By Kang Chul Hwan, Child Prisoner of the North Korea Gulag
[2005-10-31 14:48 ]
Kang Chul Hwan
Mr. Kang Chul Hwan, a former child prisoner in a North Korean primary detention settlement, was born in 1968 in Pyongyang, the capital city of North Korea. He was only nine years old when his grandfather disappeared one day and he was arrested and detained in the Yodok primary detention settlement together with his grandmother, father, uncle and a sister in 1977. They were released after ten years in 1987. In 1992 he and Mr. Ahn Hyok, also a former prisoner in the same settlement, defected to South Korea. He studied business administration at Hanyang University, Seoul, and he is a journalist of the Chosun Daily.
He is co-founder of Democracy Network against North Korea Gulag, an NGO organized by North Korean defectors.
One morning, we arrived at school and found the teacher’s bicycle badly ruined, with the rims broken and the battery damaged. The teacher, who had the nickname “old fox” was furious and shouted.
“Who did it? Come out before I crush your heads.”
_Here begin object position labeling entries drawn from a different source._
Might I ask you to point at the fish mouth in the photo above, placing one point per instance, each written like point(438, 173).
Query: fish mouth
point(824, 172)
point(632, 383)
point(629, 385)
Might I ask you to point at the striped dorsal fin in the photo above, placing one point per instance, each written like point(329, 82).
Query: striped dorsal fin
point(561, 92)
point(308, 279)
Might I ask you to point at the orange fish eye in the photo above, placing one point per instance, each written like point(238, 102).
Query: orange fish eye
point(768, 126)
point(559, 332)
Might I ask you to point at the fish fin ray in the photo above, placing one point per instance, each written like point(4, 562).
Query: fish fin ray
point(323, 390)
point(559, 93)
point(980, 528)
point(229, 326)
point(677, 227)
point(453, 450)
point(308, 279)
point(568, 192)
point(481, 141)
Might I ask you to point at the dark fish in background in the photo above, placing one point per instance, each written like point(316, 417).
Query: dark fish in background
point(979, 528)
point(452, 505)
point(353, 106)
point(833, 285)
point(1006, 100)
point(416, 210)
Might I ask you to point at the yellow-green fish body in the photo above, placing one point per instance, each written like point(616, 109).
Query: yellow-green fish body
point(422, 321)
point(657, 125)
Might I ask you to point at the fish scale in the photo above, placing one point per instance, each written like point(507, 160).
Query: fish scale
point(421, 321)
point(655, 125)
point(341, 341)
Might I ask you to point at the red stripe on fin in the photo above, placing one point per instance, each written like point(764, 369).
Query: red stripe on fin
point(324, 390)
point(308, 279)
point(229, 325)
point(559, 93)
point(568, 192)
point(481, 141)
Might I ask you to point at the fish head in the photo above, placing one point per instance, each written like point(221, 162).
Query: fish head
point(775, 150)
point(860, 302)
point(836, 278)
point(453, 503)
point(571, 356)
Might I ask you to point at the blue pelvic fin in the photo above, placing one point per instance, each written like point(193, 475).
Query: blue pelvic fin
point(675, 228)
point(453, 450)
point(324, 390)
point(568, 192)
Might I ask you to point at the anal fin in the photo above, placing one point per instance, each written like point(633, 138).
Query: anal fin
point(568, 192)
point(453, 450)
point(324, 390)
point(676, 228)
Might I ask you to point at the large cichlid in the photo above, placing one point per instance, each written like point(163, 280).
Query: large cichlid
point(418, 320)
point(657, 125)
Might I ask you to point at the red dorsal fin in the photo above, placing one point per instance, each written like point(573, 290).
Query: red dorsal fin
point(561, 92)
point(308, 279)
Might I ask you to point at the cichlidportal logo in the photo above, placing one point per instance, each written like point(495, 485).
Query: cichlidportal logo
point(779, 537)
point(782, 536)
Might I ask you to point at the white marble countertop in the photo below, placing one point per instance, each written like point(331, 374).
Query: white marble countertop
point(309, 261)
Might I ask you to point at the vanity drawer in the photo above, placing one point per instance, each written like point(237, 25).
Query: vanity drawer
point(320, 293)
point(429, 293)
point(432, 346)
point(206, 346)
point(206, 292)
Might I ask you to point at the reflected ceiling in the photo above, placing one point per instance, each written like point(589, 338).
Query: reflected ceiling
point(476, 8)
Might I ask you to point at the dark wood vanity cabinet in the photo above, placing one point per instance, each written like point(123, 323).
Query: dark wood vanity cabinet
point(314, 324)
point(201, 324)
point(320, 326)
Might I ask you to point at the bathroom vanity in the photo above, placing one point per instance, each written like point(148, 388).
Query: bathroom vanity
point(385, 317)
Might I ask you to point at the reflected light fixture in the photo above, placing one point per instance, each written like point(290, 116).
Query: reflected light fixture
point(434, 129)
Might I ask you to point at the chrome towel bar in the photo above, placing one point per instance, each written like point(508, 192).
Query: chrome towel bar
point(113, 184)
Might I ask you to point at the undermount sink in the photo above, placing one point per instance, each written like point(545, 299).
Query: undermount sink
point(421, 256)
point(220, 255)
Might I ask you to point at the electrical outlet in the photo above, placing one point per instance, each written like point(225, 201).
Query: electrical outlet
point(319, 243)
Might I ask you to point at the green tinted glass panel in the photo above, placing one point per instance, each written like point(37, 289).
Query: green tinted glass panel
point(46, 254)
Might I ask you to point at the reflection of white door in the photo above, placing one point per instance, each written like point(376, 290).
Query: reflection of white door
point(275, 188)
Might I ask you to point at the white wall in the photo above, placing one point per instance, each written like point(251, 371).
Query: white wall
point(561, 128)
Because we were so frequently beaten for not keeping the bicycle spotlessly clean, I hated it. I was pleased with what had happened. “Obviously, somebody else felt the same way as I did.” I thought.
“None of you will go hone for days, weeks or months until I find out who did it. All of you stand here and don’t move!” We stood there without meals and water until the following. It was so painful and torturous. I felt my legs shaking and saw stars in my eyes. Nobody surrendered. I felt like I was drifting like a cloud with my legs hanging in the air. He sat on a comfortable chair in front of us. In the morning, young guards joined him and punched and kicked us at random. “Who did it?” they demanded.
One of the children protested. “Why so you beat me? I am innocent.” The guard said. “What? You are protesting! This must be the guy.” He mercilessly beat him. The child kept saying until he fainted, “I didn’t do it.” The old fox dragged the boy into school and released us all. The boy was beaten for days without meals.
When he came back to school a few days later, he was a different boy. He no longer talked or laughed, and he had bruises all over his body. At the sight of any teacher, he always hid under. He always hid under a desk.